The site is identified as “Block H” in a city RFP. There, the city calls for a mixed-use building up to 10 stories high with first-floor commercial uses and residential on the upper floors.

The Brindisi Towers is similar to another project proposed for the same site about a decade ago. That development never moved forward due to market conditions tied to the Great Recession, Khaligian said. This new proposal has a different developer but the same architect as the original one, he added.

A chief reason the Plan Commission is slated to review and comment on the project this week is its proposed building height, said Khaligian.
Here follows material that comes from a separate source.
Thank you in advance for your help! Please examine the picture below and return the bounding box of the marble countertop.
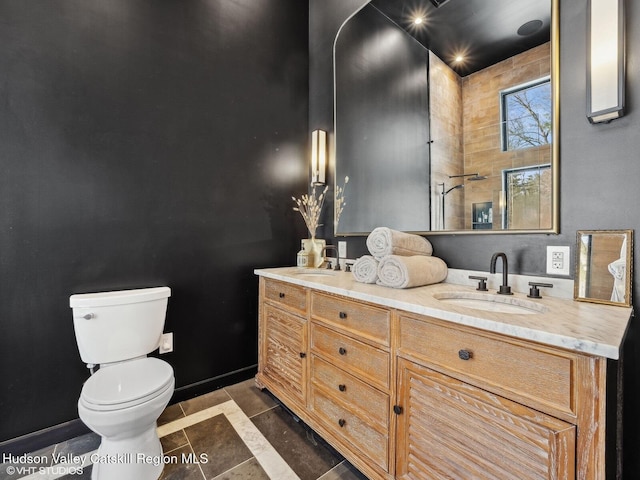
[254,267,632,360]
The city only allows building heights of up to 100 feet for this area, so the project as it stands would require a zoning ordinance amendment.

“It’s really the first opportunity for the Plan Commission to see how it’s been modified from the original proposal and also to start a conversation on how to address the increased height,” he said.

According to the developer, the project addresses the need for luxury housing in the community.

“From a tactical perspective, ‘The Brindisi Towers’ are being built to begin addressing the significant void of mid-to-high end residential housing throughout Kenosha County,” Joseph Chrnelich, president of ARD, states in a letter to the city. “Our research and other reports clearly and convincingly show a strong and urgent demand for this level of quality residential housing.”

Chrnelich mentions in the letter that market demand comes from a number of sources, including: Illinois residents moving across the border; professionals who work in the Chicago area but prefer to live in Kenosha; employees for companies that are establishing or expanding their presence in the area, such as Pleasant Prairie-based Uline Inc., German candy manufacturer Haribo and Lincolnshire, Illinois-based Nexus Pharmaceuticals Inc.; and faculty and staff working at various universities in the greater Kenosha area.

ARD did not respond to a request for further comment.